Rebuilding an index and full scan of statistics

I recently saw a post on a forum discussing update stats and when to trigger it. Well first of all SQL Server triggers the update if auto stats is enabled when approximately 20% of the rows have changed. There is a difference between SQL Server 2000 and SQL Server 2005 however.

SQL Server 2000 uses a counter to track row modification whereas SQL Server 2005 uses a counter that tracks changes on column level. The biggest difference here is that updates are rated different when updating a key column. A non-key column update just raises the counter with the number of updated columns whereas a key column update raises the counter with 2 for each column. Another difference is that TRUNCATE TABLE and BULK INSERT does not raise the counters in SQL Server 2000 but they are accounted for in SQL Server 2005.

Obviously sometimes you may want to disable auto stats because they can hinder your performance in an OLTP environment and some of your tables might have a good representative set of data that statistically speaking will not change too much during the day. SQL Server 2005 gives you the option to update statistics async so the query triggering the update will not be blocked while updating the statistics but nevertheless you might not even want this to happen. In that case my advice is to update your statistics before your rebuild your indexes, unless you specify a full scan anyway (tables that are less than 8MB are always fully scanned for stats updates) but on big databases it might not be a viable option.

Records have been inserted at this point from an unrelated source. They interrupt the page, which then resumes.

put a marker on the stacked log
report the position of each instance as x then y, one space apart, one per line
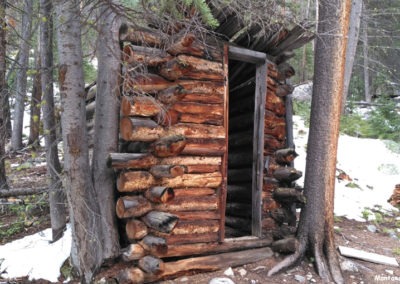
173 138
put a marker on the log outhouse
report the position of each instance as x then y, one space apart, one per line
205 161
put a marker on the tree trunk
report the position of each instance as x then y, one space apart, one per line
352 41
315 232
21 80
106 124
36 98
57 199
85 214
367 91
3 92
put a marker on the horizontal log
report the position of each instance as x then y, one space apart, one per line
151 265
132 206
169 146
133 252
160 221
228 245
142 36
135 230
159 194
194 180
131 160
143 105
198 215
145 84
135 181
288 195
287 174
188 43
140 129
160 171
204 147
152 57
207 263
193 203
154 245
285 246
192 130
193 191
190 67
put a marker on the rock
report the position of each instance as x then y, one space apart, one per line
242 272
371 228
229 272
221 280
348 265
300 278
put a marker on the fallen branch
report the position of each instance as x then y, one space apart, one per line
13 192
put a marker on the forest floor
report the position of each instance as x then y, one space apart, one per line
25 216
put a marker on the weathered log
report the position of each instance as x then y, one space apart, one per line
131 275
142 36
154 245
238 209
160 221
193 191
152 57
190 67
283 232
131 161
188 43
134 147
288 195
140 129
142 84
285 156
135 229
159 171
135 181
189 161
198 215
169 146
287 174
159 194
204 147
239 193
284 90
192 203
151 264
285 246
140 106
199 169
132 206
194 180
193 130
133 252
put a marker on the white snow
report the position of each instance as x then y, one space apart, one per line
35 256
371 165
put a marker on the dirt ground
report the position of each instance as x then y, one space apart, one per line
349 233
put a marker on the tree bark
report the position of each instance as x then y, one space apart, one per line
315 232
85 214
21 79
353 35
57 198
3 94
106 124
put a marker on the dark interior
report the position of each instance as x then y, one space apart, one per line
240 149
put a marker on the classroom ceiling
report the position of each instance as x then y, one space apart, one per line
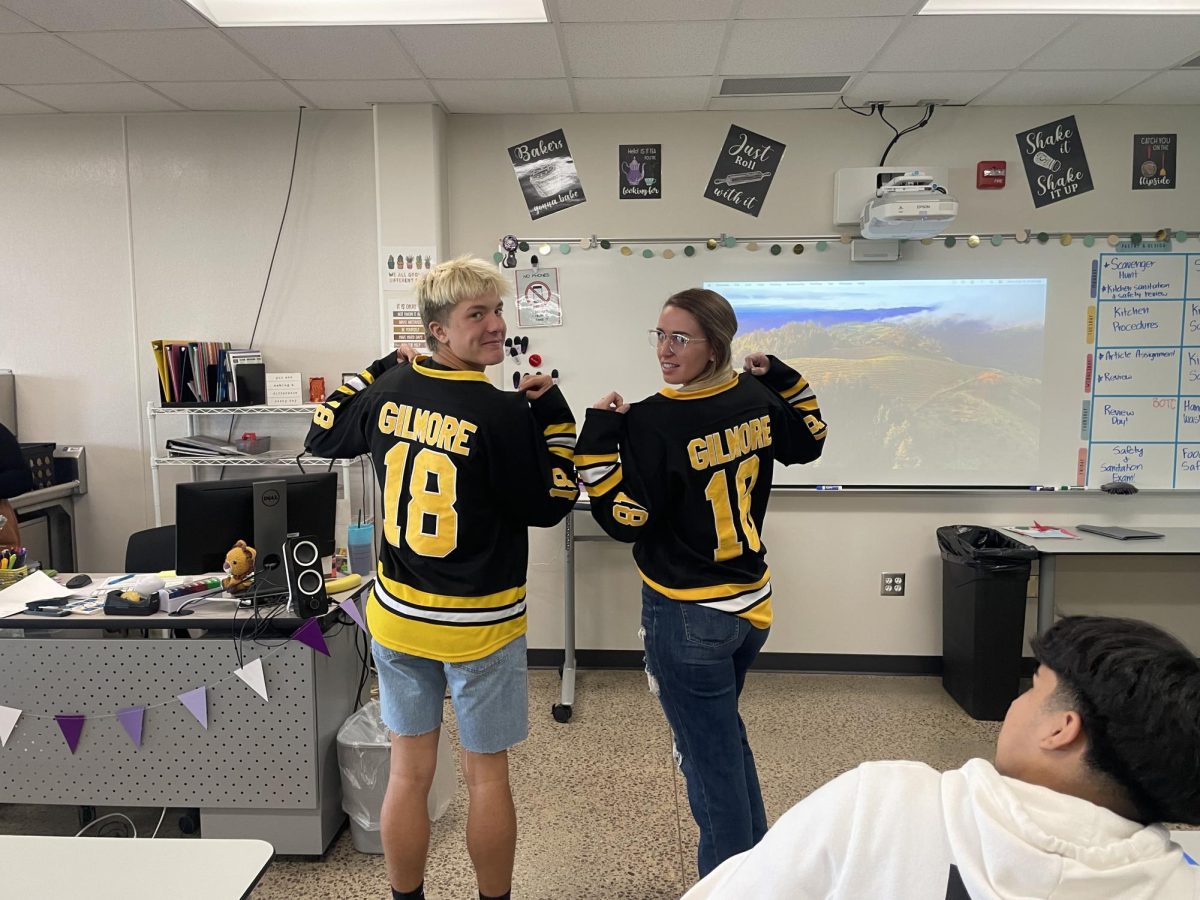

Why do I say before you reindex? Because a reindex automatically triggers an update stats with a full scan for THAT index since it has to read all the data for it anyway (pretty intelligent no?). When you trigger an update stats with the default sample set those stats are overwritten again with 'less' accurate stats. But yet another difference in SQL Server 2005, when you use sp_updatestats only statistics that require an update are actually updated.

You can easily check this behavior by using DBCC SHOW_STATISTICS after you rebuild an index.